The History of the Devil | Polymorphic Productions
My plus one and I were eager to see what lay ahead of us when we reached MetroArts for The History of the Devil. The script’s premise was right up both our alleys, and we were excited to see an independent company make their way into the New Benner Theatre. We were hopeful that we would see some evocative, intellectually rigorous, and emotionally poignant theatre. The show Polymorphic Productions gave us was certainly the first of these three things.
I must be honest; this theatre experience was not a good one. The cast has real promise, and the script has the potential to be performed in intellectually rigorous and emotionally poignant ways, but the direction leaves the text and its performers to fend for themselves, leaves them in the lurch. Speaking as someone who was a performer before they ever wrote or directed; most emerging actors cannot be trusted to hold themselves back. The responsibility falls then to the director to keep the comedy from getting too in-jokey or to keep comedy from slipping into places it shouldn’t be or to keep cast members from doing unnecessary and gauche accents or needlessly yell most of their lines. The director allowed all of this and more to occur throughout the two and half hour run of this production. And while I would usually say these things threw me out of the world of the play, I never really entered it to start with.

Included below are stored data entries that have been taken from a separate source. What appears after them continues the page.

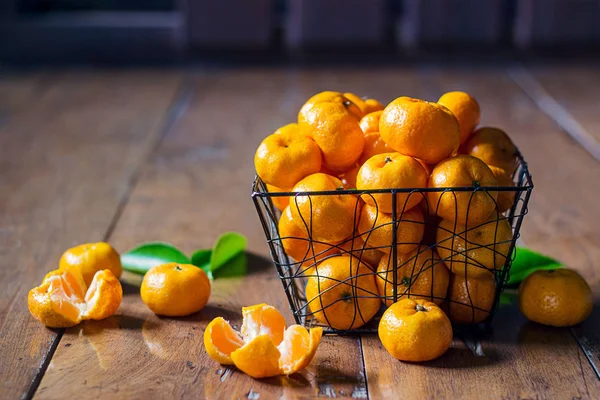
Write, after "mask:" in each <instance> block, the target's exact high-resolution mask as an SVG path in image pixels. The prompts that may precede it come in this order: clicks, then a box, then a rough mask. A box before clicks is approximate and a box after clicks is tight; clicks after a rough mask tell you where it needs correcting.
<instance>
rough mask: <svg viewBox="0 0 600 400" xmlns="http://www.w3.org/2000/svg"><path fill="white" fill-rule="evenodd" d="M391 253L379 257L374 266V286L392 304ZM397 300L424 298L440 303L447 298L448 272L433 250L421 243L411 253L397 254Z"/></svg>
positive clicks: (436, 303) (393, 280) (393, 273)
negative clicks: (446, 292)
mask: <svg viewBox="0 0 600 400" xmlns="http://www.w3.org/2000/svg"><path fill="white" fill-rule="evenodd" d="M391 261H392V255H391V254H388V255H386V256H384V257H382V258H381V261H380V262H379V266H378V267H377V280H376V282H377V288H378V289H379V294H380V295H381V296H382V297H385V299H382V300H383V301H384V303H385V304H386V305H387V306H390V305H392V303H394V265H393V263H392V262H391ZM396 265H397V268H396V285H397V286H396V294H397V299H398V300H400V299H403V298H410V299H425V300H428V301H432V302H434V303H436V304H441V303H442V301H444V299H445V298H446V292H447V291H448V281H449V279H450V274H449V272H448V269H447V268H446V266H445V265H444V263H443V262H442V261H441V260H440V257H439V256H438V255H437V253H436V252H435V251H432V250H431V249H429V248H427V247H425V246H423V247H420V248H419V249H417V250H415V251H414V252H412V253H410V254H401V253H398V255H397V264H396Z"/></svg>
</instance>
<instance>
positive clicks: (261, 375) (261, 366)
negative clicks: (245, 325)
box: [231, 335, 282, 378]
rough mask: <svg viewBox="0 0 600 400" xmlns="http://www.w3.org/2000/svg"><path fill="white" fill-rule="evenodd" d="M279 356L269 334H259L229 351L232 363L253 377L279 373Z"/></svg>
mask: <svg viewBox="0 0 600 400" xmlns="http://www.w3.org/2000/svg"><path fill="white" fill-rule="evenodd" d="M280 357H281V353H279V350H277V347H276V346H275V345H274V344H273V341H272V340H271V338H270V337H269V335H259V336H257V337H255V338H254V339H252V340H251V341H250V342H248V343H246V344H245V345H243V346H242V347H240V348H239V349H237V350H235V351H234V352H232V353H231V359H232V360H233V364H234V365H235V366H236V367H237V368H238V369H239V370H240V371H242V372H244V373H246V374H248V375H250V376H251V377H253V378H268V377H271V376H277V375H281V373H282V371H281V368H280V367H279V359H280Z"/></svg>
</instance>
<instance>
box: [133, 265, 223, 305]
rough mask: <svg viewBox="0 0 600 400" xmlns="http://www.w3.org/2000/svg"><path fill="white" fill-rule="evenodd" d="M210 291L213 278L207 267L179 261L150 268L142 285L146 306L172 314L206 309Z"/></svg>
mask: <svg viewBox="0 0 600 400" xmlns="http://www.w3.org/2000/svg"><path fill="white" fill-rule="evenodd" d="M210 291H211V289H210V281H209V280H208V276H207V275H206V273H205V272H204V271H203V270H201V269H200V268H198V267H196V266H195V265H190V264H178V263H167V264H162V265H157V266H155V267H152V268H150V269H149V270H148V272H146V275H144V280H143V281H142V285H141V287H140V294H141V296H142V301H143V302H144V303H145V304H146V306H148V308H149V309H150V310H152V312H154V313H155V314H159V315H166V316H168V317H182V316H186V315H190V314H193V313H196V312H198V311H200V310H202V309H203V308H204V306H205V305H206V303H207V302H208V298H209V297H210Z"/></svg>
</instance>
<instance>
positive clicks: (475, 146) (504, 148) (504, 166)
mask: <svg viewBox="0 0 600 400" xmlns="http://www.w3.org/2000/svg"><path fill="white" fill-rule="evenodd" d="M462 152H463V153H465V154H469V155H472V156H473V157H477V158H479V159H480V160H481V161H483V162H484V163H486V164H487V165H493V166H494V167H498V168H502V169H503V170H505V171H506V173H508V174H511V173H512V172H513V171H514V170H515V168H516V166H517V152H518V151H517V147H516V146H515V145H514V143H513V142H512V140H510V137H509V136H508V135H507V134H506V132H504V131H503V130H501V129H498V128H490V127H483V128H479V129H477V130H476V131H475V132H473V134H472V135H471V137H470V138H469V140H467V142H466V143H465V145H464V146H463V149H462Z"/></svg>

The History of the Devil sees a team of legal professionals gathered in the desert east of where Eden once stood so that Lucifer might make an appeal for cosmic parole and be allowed back into Heaven, the City of God. Several figures from the past of the Prince of Lies spanning back as far as his fall are cross-examined and the script would have us come to garner sympathy for him as well as for the times and ways he has been betrayed or abandoned – first by God and then by countless others after. Barker’s script is rife with theological rigour and is one that unfortunately demands more resources than Polymorphic Productions had available. The sets and costumes lean so far into the realm of amateur theatre that it borders on the aesthetic quality of a high school production. This is not to position the independent status of this company as a sin, I run one such company and so know the struggles of doing so intimately. However, I will say script choice is just as much an artform as any other aspect of directing or producing. This critique does not extend to this lighting design, however. The lighting is the one great thing about this work.
More than half of the already small audience did not return after intermission and if I had not been there working, I may have joined them. Polymorphic Productions’ The History of the Devil is a prime example of the ways in which the theatrical fish rots from the head down. Having seen it reminds me just how vital a skilled, invested, and attentive director is to the success of a work even if the script is great and the cast have potential.